Module Learner.SWAL

SWAL algorithm (Algorithm 1 of the paper).

Learns a minimal WFA over a semiring S by iteratively: 1. Extending the observation set with membership queries derived from counterexamples. 2. Asking the SMT solver for a WFA of the current hypothesis size consistent with all observations. 3. If UNSAT, incrementing the state count and retrying. 4. If SAT, extracting a hypothesis WFA and submitting it to the teacher. 5. On equivalence, terminating; on a new counterexample, looping to (1).

The encoding E is a first-class module (either Naive or Gen) chosen at the call site in bin/main.ml; the SMT backend SMT is similarly injected. This parametricity is the key to SWAL's generality over semirings and encoding strategies.

Parameters

module E : Encoding.T with type a = Automata.WFA.Make(S).t and type s = S.t
module SMT : Smtml.Solver.S

Signature

type teacher = Teacher.Make(S).t
type t
val mk : teacher -> seed:Base.int -> logic:Base.bool -> inc:Base.bool -> exts:(Automata.Word.t -> Automata.Word.set) -> t

mk teacher ~seed ~logic ~inc ~exts initializes a learner.

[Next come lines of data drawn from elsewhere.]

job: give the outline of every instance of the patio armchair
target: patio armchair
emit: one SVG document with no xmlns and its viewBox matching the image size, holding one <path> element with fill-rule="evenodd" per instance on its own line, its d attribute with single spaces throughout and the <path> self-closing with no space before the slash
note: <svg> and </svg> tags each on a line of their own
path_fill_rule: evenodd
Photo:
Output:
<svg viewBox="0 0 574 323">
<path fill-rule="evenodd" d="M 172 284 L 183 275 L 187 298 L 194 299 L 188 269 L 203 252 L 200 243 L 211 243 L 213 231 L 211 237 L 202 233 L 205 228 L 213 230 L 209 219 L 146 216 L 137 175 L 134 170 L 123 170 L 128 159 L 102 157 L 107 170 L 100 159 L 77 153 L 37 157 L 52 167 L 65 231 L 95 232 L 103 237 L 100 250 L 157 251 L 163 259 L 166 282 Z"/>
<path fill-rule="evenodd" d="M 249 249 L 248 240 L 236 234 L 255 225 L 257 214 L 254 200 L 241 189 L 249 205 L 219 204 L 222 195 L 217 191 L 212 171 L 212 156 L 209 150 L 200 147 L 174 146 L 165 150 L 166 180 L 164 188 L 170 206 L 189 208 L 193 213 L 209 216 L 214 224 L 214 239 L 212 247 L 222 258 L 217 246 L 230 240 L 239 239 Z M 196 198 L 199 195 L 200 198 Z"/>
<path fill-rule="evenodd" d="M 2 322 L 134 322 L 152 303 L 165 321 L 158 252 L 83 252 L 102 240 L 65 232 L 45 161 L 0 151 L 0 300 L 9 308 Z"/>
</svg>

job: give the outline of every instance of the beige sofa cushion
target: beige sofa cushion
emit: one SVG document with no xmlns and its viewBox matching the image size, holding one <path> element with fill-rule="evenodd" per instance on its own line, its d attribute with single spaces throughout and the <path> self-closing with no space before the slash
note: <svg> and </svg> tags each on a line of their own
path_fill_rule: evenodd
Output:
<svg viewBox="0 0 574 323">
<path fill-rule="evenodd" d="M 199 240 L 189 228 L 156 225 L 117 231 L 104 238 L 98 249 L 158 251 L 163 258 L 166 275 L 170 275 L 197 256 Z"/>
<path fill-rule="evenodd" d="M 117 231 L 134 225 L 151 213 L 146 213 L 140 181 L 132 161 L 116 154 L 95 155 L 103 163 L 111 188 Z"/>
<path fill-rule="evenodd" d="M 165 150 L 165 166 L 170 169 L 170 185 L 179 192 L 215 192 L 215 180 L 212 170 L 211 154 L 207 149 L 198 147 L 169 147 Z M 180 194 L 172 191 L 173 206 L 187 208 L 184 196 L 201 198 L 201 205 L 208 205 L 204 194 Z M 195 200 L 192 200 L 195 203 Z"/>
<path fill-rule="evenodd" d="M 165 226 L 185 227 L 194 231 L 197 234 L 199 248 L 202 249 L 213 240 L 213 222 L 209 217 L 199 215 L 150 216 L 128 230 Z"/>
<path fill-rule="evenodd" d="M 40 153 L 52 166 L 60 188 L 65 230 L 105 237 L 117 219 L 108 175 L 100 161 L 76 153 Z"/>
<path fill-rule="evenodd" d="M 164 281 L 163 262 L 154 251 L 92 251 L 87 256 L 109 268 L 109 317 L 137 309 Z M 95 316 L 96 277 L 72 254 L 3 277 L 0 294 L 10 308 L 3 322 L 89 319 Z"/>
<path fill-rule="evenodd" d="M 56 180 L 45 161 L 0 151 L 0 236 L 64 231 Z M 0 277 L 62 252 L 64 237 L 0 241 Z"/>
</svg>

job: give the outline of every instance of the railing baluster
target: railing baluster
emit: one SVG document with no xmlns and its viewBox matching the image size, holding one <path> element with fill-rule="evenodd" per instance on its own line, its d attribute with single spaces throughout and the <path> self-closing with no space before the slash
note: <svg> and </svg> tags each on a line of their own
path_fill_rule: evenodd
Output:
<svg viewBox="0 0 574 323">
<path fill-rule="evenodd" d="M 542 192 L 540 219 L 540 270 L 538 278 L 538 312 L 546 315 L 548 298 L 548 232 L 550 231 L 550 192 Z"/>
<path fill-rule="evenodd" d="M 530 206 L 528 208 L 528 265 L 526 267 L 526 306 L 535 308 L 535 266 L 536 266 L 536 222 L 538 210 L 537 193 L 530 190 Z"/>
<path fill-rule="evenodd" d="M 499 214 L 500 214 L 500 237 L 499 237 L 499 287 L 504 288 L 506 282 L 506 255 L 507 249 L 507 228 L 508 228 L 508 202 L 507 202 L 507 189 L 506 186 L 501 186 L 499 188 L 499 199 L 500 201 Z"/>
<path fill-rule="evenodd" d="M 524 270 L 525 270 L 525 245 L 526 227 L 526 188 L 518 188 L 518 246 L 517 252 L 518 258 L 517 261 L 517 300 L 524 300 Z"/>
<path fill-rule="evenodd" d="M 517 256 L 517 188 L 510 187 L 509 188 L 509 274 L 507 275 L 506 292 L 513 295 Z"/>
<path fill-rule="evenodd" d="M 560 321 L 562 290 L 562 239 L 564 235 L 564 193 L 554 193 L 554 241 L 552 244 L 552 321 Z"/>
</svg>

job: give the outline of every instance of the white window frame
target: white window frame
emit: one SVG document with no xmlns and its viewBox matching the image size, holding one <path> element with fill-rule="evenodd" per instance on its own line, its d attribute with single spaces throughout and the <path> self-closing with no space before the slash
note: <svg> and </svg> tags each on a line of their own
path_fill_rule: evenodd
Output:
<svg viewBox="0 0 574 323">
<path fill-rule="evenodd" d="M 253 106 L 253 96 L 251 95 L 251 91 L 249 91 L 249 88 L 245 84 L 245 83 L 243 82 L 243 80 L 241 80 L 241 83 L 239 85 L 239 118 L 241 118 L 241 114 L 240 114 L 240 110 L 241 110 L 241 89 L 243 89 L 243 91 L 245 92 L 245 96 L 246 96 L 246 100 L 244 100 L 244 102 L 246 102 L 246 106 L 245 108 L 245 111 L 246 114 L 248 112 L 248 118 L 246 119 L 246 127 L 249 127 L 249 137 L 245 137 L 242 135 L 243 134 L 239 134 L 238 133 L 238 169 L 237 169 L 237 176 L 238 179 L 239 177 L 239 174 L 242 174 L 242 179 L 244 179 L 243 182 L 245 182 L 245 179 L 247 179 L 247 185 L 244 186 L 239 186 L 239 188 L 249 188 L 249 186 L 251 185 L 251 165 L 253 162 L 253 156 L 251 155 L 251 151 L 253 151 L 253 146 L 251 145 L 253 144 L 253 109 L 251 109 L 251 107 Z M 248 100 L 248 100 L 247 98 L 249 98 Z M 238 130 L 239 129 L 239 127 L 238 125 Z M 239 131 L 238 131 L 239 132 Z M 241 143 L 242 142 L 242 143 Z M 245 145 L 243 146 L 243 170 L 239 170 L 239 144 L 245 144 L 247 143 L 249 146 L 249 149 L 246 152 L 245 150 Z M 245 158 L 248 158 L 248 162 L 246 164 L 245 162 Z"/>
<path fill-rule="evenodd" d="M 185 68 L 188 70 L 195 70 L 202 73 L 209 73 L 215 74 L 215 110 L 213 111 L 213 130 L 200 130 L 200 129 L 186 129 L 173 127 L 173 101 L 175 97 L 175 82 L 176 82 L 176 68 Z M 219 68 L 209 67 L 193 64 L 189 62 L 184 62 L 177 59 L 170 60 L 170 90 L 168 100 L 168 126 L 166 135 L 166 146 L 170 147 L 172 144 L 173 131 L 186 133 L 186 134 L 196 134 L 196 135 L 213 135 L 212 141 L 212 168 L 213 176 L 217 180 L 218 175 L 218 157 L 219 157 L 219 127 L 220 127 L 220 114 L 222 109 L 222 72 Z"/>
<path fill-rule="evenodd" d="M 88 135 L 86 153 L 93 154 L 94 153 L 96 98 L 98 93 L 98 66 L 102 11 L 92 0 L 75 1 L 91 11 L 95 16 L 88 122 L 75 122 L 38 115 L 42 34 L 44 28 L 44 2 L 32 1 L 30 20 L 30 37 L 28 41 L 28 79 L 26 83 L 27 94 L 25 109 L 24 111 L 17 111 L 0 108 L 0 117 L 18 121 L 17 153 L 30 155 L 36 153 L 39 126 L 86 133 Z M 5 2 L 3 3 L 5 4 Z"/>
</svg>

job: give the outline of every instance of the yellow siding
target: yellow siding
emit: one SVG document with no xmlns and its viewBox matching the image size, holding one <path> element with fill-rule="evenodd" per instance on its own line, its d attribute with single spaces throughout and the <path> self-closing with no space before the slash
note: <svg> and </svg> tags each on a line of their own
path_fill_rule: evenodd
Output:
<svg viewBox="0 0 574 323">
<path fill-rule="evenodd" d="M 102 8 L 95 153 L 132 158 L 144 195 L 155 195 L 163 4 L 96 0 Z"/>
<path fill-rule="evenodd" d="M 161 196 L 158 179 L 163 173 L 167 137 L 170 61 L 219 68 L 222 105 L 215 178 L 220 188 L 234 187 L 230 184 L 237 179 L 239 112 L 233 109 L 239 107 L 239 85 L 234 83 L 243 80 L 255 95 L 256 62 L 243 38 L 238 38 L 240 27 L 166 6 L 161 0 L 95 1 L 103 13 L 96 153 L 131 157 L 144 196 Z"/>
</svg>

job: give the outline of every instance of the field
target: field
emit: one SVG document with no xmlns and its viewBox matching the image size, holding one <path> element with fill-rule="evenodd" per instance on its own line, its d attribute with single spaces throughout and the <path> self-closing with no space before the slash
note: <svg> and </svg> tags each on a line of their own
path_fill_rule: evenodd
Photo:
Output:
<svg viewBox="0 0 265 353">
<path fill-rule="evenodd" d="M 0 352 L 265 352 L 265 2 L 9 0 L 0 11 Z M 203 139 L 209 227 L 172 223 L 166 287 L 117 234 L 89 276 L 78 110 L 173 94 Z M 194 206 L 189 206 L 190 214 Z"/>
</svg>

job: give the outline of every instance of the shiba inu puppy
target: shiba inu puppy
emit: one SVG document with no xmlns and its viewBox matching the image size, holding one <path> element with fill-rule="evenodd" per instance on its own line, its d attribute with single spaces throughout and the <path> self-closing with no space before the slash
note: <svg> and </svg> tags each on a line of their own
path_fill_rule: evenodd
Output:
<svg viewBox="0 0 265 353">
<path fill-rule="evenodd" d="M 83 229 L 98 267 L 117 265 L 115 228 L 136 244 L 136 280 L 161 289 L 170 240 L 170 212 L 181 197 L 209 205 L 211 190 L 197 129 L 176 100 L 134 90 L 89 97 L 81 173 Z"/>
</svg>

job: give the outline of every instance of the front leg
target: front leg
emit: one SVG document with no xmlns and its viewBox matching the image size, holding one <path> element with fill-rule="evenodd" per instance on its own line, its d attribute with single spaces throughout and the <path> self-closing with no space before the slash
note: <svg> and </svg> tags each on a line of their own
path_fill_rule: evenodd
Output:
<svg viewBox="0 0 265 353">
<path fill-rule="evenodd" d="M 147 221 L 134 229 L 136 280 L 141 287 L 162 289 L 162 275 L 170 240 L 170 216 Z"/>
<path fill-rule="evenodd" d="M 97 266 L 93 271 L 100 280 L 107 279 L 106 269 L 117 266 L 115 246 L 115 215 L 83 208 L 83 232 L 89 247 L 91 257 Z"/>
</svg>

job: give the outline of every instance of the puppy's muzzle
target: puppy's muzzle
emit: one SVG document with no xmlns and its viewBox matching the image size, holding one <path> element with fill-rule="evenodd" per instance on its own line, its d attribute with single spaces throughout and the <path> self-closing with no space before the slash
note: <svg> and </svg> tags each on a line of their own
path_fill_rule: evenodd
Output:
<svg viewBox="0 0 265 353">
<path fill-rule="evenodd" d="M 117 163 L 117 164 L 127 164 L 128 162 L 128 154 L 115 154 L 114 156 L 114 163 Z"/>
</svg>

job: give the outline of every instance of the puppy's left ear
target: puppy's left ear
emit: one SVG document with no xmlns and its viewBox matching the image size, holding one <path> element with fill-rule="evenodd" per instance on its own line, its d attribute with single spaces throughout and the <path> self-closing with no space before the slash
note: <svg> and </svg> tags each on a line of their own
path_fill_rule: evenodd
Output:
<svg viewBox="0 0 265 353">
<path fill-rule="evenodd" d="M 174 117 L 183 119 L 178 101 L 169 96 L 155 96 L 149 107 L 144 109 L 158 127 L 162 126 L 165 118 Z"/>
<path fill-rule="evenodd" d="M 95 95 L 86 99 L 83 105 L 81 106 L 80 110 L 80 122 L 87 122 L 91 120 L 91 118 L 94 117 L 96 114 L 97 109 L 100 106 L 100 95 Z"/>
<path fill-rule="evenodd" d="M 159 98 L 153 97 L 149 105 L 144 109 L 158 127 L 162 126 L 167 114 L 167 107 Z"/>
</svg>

  • seed: SMT solver random seed (for reproducibility).
  • logic: if true, pass the semiring-specific SMT logic to the solver (tighter than Logic.ALL, may speed up solving).
  • inc: use incremental SMT mode (push/pop instead of re-asserting).
  • exts: counterexample extension function; maps a counterexample word to the set of words whose membership values are added to the observation set. Choices are Id (just the cex), Prefixes, or Suffixes (controlled by --exts).
val learn : t -> aut

Run the learning loop and return the minimal WFA for the target language.